I saw various PR/FAQs related to Chaos engineering while I worked in both EC2 and the AWS developer tools org. I've been gone over a year now, but I would bet that FIS does something at the EC2 Network level so that you don't have to install stuff on your instances or containers.
Are there any tools that simulate control plane failures for AWS or other cloud providers? This looks great, but it seems to only work on compute resources.
Many AWS outages result in APIs failing or returning errors, which should be possible to simulate. I'd like to create experiments where EC2 instances won't spin up in a particular AZ, EBS disks can't be reattached, Route53 zones can't be updated, IAM changes don't take effect, etc.
There's no tool that I'm aware of, but you could implement hard failures using SCPs. That will cause an error when the blocked API call is called. It won't, however, give you latency or any nuance in failure rates.
Me neither. I would expect AWS to provide this service for free. It is like paying a price to design our systems to ensure they are reliable even if a zone/region goes down managed by AWS. Well - they might call this shared responsibility :)
> Me neither. I would expect AWS to provide this service for free.
A truly cunning pricing scheme would be to strike a Coasian Bargain: "we inject faults for free! If you want us to stop, you'll need to pay extra". That would mean the cost would fall mostly on those who are unable to avoid paying it.
Compute + DB should cover a lot of use cases, but it’ll be great to have support for more AWS services. DNS (Route53) issues are a pain to deal with for example.
A route 53 propagation issue caused a bunch of our web servers to be unable to connect to the read replicas of our RDS cluster. The cluster scaled in a RR, but the DNS change took hours to propagate. The web servers kept trying to connect to the replica that didn't exist.
Our workaround was to put the IP address in the hosts files - not an ideal setup, but it got the job done.
Why would it? AWS was doing Chaos Engineering long before it was even called Chaos Engineering and well before Chaos Monkey at Netflix. Most historical coverings of Chaos Engineering trace back to Jesse Robbins at AWS pulling power cables from racks to simulate failure and running GameDays in the early 2000s.
People have been doing Chaos Engineering, and the more general category of "DevOps", for years before those things were given labels. I think we may credit Netflix with the awesome name of Chaos Monkey and for building a systemic in-house practice, but they were not the first to perform intentional destructive resilience testing in production.

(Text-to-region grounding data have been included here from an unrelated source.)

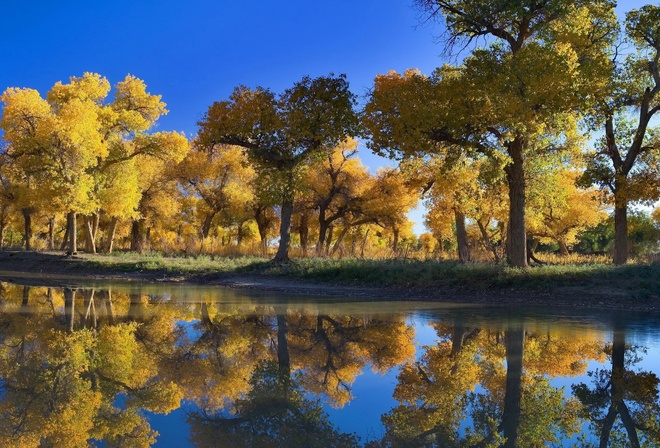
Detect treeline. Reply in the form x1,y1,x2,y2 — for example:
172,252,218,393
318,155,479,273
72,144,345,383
1,2,660,266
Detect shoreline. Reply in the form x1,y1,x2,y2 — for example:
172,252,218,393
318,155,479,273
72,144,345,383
0,250,658,313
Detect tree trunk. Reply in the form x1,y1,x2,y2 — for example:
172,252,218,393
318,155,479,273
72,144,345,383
83,215,97,254
67,211,77,255
237,220,246,246
61,217,70,251
131,219,146,253
504,138,527,267
558,239,569,256
360,228,370,259
0,205,8,249
331,225,349,257
255,209,270,257
613,195,628,265
0,220,5,249
299,213,309,257
47,216,55,250
317,208,329,256
274,197,294,262
22,208,32,251
105,217,118,254
324,225,334,255
201,213,215,240
477,218,500,263
454,208,470,264
392,227,400,254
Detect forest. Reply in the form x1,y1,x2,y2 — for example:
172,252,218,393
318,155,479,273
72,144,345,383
1,1,660,268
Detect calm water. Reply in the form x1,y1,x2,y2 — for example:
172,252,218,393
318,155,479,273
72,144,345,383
0,280,658,447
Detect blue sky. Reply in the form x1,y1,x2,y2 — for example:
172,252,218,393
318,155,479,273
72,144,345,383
0,0,651,234
1,1,443,138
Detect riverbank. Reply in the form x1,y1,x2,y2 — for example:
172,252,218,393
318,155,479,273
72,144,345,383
0,250,659,312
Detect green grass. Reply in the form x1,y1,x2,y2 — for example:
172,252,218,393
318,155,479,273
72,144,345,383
63,252,660,297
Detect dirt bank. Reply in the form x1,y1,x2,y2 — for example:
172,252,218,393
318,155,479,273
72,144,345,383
0,250,658,313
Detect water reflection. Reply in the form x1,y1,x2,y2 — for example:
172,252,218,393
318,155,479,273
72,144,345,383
0,282,657,447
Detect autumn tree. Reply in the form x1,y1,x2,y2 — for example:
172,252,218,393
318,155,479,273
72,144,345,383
527,163,606,256
177,144,255,253
197,74,358,262
365,1,616,267
582,5,660,264
300,138,372,256
0,73,189,254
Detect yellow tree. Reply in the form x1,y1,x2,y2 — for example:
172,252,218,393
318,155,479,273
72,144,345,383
88,76,189,254
178,144,255,246
0,73,189,254
300,138,372,256
1,74,108,253
130,139,189,253
357,168,419,255
527,167,606,256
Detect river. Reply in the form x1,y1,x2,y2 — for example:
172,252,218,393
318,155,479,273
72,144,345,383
0,279,657,447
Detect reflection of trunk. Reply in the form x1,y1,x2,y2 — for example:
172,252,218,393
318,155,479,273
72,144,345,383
20,286,30,316
455,209,470,264
599,330,640,448
100,289,115,324
451,324,466,357
277,314,291,381
504,137,527,268
22,208,32,251
274,197,294,262
105,217,118,254
64,288,76,332
127,294,148,321
82,289,97,329
499,328,524,448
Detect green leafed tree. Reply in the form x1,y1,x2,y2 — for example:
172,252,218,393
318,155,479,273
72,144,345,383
197,74,358,262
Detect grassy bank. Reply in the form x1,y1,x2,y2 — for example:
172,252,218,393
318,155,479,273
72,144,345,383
51,251,660,299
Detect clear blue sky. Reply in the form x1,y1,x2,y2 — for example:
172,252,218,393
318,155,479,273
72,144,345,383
0,0,651,234
1,1,443,137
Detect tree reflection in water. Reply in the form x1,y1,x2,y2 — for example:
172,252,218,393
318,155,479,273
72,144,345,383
0,282,656,447
573,329,660,447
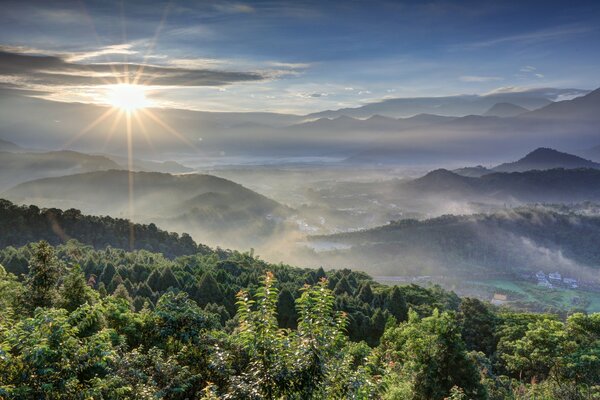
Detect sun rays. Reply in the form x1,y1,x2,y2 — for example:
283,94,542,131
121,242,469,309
61,1,196,250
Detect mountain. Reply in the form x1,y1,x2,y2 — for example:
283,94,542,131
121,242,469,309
483,102,528,117
0,138,23,152
521,87,600,120
103,154,194,174
492,148,600,172
0,198,210,258
306,88,587,119
452,165,493,177
2,170,294,248
307,206,600,278
578,144,600,162
0,150,121,191
289,113,454,133
404,168,600,203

Case in point, I've been yanking out active drives, cables, PSUs and CPUs since the 1980s, and not always by accident.
What's more, I was taught to do by someone who'd been babysitting VAXes for years; they had a ceramic axe that, at the age of fourteen, I'd seen them swing right through a three-phase minicomputer power feed at my local university's data center "for test purposes".

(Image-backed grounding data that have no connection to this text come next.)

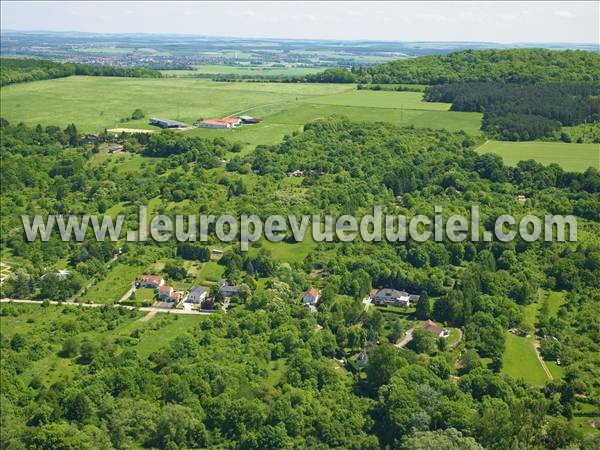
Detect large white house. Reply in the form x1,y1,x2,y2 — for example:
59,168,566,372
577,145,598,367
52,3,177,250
370,288,420,307
187,286,207,304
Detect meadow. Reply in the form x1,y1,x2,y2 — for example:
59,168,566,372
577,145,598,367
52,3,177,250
0,302,204,384
476,140,600,172
502,332,549,386
0,76,483,147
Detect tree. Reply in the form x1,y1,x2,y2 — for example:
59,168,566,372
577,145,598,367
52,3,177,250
164,263,187,280
465,312,505,359
365,344,405,389
153,404,207,448
131,108,145,120
400,428,484,450
79,340,99,364
210,284,224,303
64,123,79,146
60,337,80,357
410,329,437,355
10,333,26,352
415,293,432,320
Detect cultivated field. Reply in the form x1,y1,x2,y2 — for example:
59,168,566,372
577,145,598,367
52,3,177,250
161,64,323,77
476,140,600,172
0,76,483,146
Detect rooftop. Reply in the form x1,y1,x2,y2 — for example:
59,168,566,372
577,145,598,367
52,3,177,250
189,286,206,295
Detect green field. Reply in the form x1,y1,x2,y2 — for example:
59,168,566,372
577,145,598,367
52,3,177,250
502,332,548,386
161,64,323,77
476,140,600,172
298,90,450,110
80,263,141,304
0,76,483,146
0,77,351,132
0,303,204,384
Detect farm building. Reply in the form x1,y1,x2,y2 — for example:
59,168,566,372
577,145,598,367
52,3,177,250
240,116,262,124
149,118,188,129
199,117,242,129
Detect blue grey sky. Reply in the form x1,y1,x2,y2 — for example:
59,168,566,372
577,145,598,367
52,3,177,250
1,1,598,43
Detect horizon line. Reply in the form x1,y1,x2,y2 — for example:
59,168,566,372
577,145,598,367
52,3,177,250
1,28,597,47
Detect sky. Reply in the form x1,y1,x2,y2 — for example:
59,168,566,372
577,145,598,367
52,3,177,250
1,1,599,44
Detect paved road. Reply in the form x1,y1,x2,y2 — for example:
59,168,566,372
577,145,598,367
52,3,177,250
0,298,214,316
395,328,415,348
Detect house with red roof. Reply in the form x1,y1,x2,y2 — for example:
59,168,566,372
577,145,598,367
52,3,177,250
422,319,450,338
157,285,174,300
303,287,320,306
199,117,242,129
139,275,164,288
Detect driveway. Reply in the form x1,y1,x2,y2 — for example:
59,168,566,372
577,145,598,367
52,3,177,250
395,328,415,348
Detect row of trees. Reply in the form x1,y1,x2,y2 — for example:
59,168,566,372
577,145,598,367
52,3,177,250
0,58,162,86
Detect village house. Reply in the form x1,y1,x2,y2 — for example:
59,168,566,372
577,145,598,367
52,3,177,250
138,275,164,288
356,348,370,367
303,287,320,306
423,319,450,338
170,291,183,302
187,286,207,304
108,144,123,153
370,288,420,307
219,279,240,297
157,285,174,300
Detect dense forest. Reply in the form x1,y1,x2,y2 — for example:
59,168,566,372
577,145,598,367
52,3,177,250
424,82,600,141
0,58,162,86
305,49,600,84
1,116,599,448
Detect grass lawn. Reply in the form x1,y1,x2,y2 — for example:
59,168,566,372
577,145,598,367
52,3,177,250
546,361,565,379
502,332,549,386
249,238,317,265
197,261,225,284
267,103,482,134
80,263,141,304
476,140,600,172
544,290,566,317
299,90,450,110
127,315,203,357
134,287,156,302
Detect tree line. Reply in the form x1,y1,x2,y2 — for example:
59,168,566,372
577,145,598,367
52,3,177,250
424,82,600,141
302,48,600,84
0,58,162,86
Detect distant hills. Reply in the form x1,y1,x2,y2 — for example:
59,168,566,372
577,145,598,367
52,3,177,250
306,48,600,84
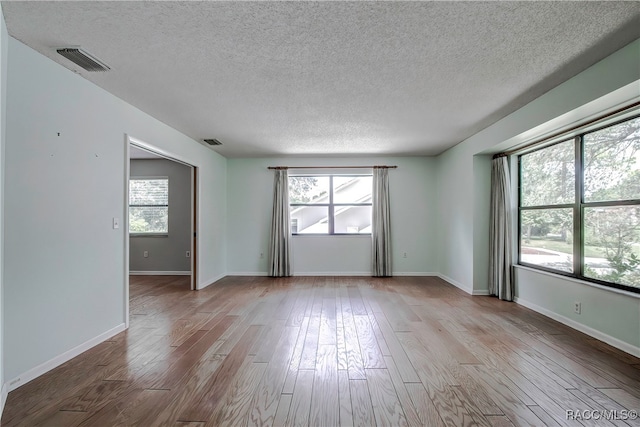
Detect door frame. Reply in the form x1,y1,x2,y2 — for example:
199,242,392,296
124,135,199,328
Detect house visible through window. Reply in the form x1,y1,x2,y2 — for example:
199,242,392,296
518,115,640,292
129,177,169,234
289,175,372,234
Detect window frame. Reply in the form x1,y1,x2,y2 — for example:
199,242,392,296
289,174,373,236
129,176,169,236
517,113,640,294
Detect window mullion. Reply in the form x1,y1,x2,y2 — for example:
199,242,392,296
517,156,523,265
329,176,335,234
574,135,583,277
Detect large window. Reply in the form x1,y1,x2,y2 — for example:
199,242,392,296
129,177,169,234
289,175,372,234
519,116,640,292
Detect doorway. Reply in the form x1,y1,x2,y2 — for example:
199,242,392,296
124,136,199,326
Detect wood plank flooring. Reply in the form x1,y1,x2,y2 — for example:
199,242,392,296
3,275,640,426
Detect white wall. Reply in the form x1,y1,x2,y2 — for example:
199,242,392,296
3,38,227,384
227,157,438,275
436,39,640,353
0,5,7,411
130,159,192,273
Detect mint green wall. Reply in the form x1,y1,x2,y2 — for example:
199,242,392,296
3,38,227,382
436,39,640,353
0,5,8,407
227,157,438,275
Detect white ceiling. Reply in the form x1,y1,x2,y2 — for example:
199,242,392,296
3,1,639,158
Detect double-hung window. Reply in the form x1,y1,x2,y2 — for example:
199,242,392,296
289,175,372,234
129,177,169,235
518,115,640,292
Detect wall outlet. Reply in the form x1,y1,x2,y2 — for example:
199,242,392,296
574,301,581,314
260,252,264,259
186,251,191,258
113,217,119,229
143,251,149,258
403,252,407,258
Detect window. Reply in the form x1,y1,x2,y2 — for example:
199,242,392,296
289,175,372,234
129,177,169,234
519,116,640,292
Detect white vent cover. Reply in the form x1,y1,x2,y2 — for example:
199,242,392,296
203,139,223,146
56,48,110,72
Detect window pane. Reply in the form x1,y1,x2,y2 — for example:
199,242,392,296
520,140,575,207
333,176,372,203
291,206,329,234
334,205,372,233
520,208,573,273
584,206,640,288
129,207,168,233
289,176,330,204
130,179,168,205
584,117,640,202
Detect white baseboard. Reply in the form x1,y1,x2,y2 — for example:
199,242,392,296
226,271,439,277
393,272,439,276
514,296,640,358
1,382,7,419
226,272,269,277
437,274,473,294
226,272,377,278
197,273,227,290
472,290,491,296
293,272,372,277
129,271,191,276
6,323,126,392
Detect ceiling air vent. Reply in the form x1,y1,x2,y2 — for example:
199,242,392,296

Chaos Monkey was explained to me as "The (virtual) monkey swinging around the (virtual) data center unplugging the (virtual) cables". It very well could have been based on Robbins. The point wasn't originality - the point was to have the same benefit in our burgeoning cloud environment.
Not saying you're wrong, but maybe Wikipedia is leaving off a lot of relevant history on the Chaos Engineering article then.
Edit: Funny how my original comment is downvoted for contradictory reasons, both because "obviously that was irrelevant to the state of the art in chaos engineering", and because "oh don't worry, that's relevant, they just discuss it in other contexts".
That would be superfluous to the content in which most people would refer to that document for. Amazon already state it’s for Chaos Engineering, they don’t need to list other similar projects on their own product page.